# Add Auxiallary Input to Premium 6 Radio



## diamono (Apr 26, 2008)

Looking to add an inexpensive input to my Premium 6 radio head unit. I have seen some nice input devices, from Enfig and Dension but I'm not ready for those yet. I pulled the HU to see what kind of connector I have for the external CD unit and I found the blue 12 pin plug.









Looking at the schematic on the radio, I see that it has LCH, RCH and COM listed. 

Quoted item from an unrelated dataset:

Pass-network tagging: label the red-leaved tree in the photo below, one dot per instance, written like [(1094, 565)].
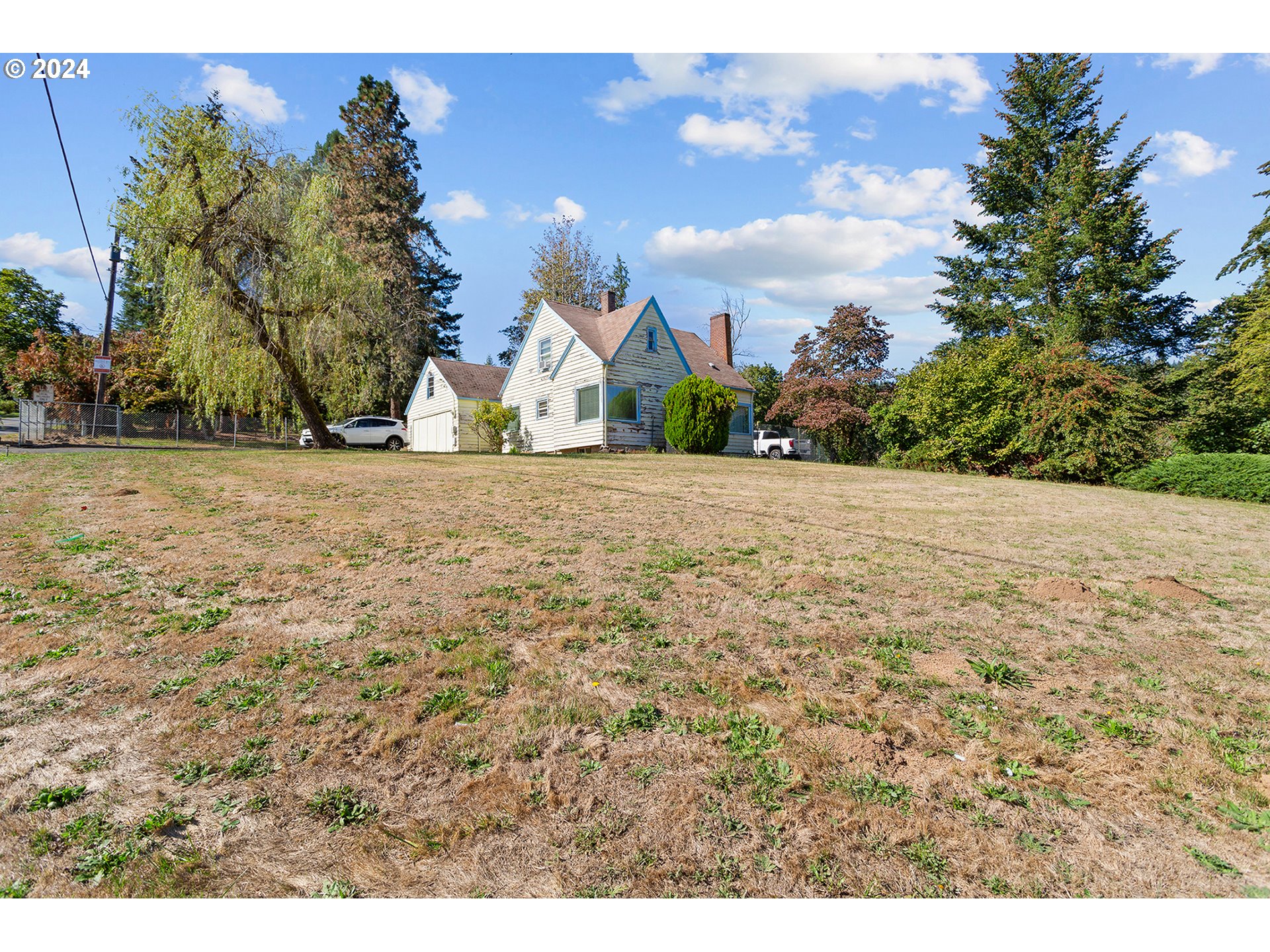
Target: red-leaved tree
[(837, 375), (64, 362)]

My question is can I tie into these three lines with a standard stereo plug and get sound from the headphone jack on an iphone or mp3 player?


----------



## liloldbie (Jun 23, 2007)

Interested in this as well.


----------



## HagbardCeline (Dec 13, 2009)

http://www.amazon.com/gp/product/B00GFEKINE/

$40


----------



## diamono (Apr 26, 2008)

HagbardCeline said:


> http://www.amazon.com/gp/product/B00GFEKINE/
> 
> $40


That looks just about like the unit I ended up ordering awhile back and it's a bit cheaper. Below is the one I ended up buying.
http://www.ebay.com/itm/12P-Audi-Vo...Parts_Accessories&hash=item25784af93d&vxp=mtr


----------



## HagbardCeline (Dec 13, 2009)

diamono said:


> That looks just about like the unit I ended up ordering awhile back and it's a bit cheaper. Below is the one I ended up buying.
> http://www.ebay.com/itm/12P-Audi-Vo...Parts_Accessories&hash=item25784af93d&vxp=mtr


both made by the same Chinese supplier


----------